MPTP mice model of PD: All experiments were authorized by the National Ethical Committee in Animal Experimentation (Comité d'éthique en Expérimentation Animale Nord-Pas de Calais CEEA no.75) as well as the French Ministry of Education and Research (agreement number: 2018060818218219 v4) and were carried out in strict accordance with European Union Directive 2010/63/EU. The research was reported in compliance with the ARRIVE criteria for reporting animal experiments. 5-month-old male C57BL/6 mice (Janvier Le Genest St Isle, France) with a weight between 26 and 30 g from were used. The mice were housed in the animal laboratory of Département de Pharmacologie Médicale, University of Lille, France, with 9–10 mice of each group in large cages, at a temperature of 19–24 °C, 60–70% humidity, on a 12-h light/dark cycle. The animals were given a 7-day period to acclimate to the laboratory environment prior to conducting any experiments. They were randomly divided into 4 groups: sham group (n = 7) and MPTP groups with at least 17 mice in each. MPTP/PBS group was used as control. PEVs at the number 4 × 1010 was delivered intranasally approximately 15 h before MPTP intoxication. Mice were injected with 20 mg/kg (MPTP) (reference 199915, Sigma-Aldrich) or received saline by intraperitoneal injection at the day 0 (sham). The open field behavior test was performed at day 7 and after the mice were sacrified, and the brain tissues were collected for further analysis.

Open field test: The open field test was utilized in conjunction with an open-field infrared actimeter to evaluate spontaneous locomotor activity. Actimetry device (Panlab, Barcelona, Spain), an open field apparatus made from transparent Plexiglas a with a size (45 cm × 45 cm × 35 cm) integrated with two frames of infrared beams, was used. This test is based on mice natural tendency to explore a new environment. The activity was recorded over a 10-min. The major result was the total distance walked (in cm), mean velocity and rearing numbers, which were captured by two rows of infrared photocells and analyzed using the Actitrack software.

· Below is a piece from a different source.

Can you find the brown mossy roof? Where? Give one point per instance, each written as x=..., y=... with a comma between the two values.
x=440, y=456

Mice brain tissue preparation for immunohistochemistry (IHC): Mice were anesthetized by dolethal via intraperitoneal injection (200 mg/kg), and perfused intracardially with cold saline containing heparin (5 mg/mL), followed by 4% PFA. Whole mice brain was collected and immediately stored in PFA overnight at 4 °C. After, they were transferred into 30% sucrose overnight before freezing at − 80 °C for cryo-sectioning. Frozen brains were cut in coronal sections with 20 μm of thickness and collected in coated glass slides.

Tyrosine hydroxylase (TH) staining: IHC to stain the TH marker of dopaminergic neurons was performed as described below. Substantia nigra (SN) were incubated with rabbit polyclonal anti-TH antibody (1/1000, AB152, Merck Millipore) overnight, followed by anti-rabbit goat secondary antibody (1/500, BA-1000, Vector), and avidin-biotinylated horseradish peroxidase HRP complex (PK-6100, Vectastain, Elite), and 3,3’Kdiaminobenzidine (DAB). Slices were imaged on a multi slide scanning microscope (ZEISS Axio Scan Z.I slide scanner (20× objective) and Zen software Blue edition (Zeiss, Oberkochen, Germany). The total numbers of TH-stained neurons in SN were bilaterally counted in seven sections between bregma – 2.92 mm and – 3.88 mm. For each animal, the neuron counts in each section were summed.

Statistical analysis

Statistical analyses were performed using GraphPad Prism software version 10.2.3 (La Jolla, CA, USA), and data are expressed as a mean ± standard deviation (SD) or standard error of the mean (SEM). Following confirmation of normal distribution, a one-way analysis of variance (ANOVA) followed by Fisher’s least significant difference (LSD) test was performed for comparison, and differences were considered significant at p < 0.05. Number of independent experiments is described in the figure legends.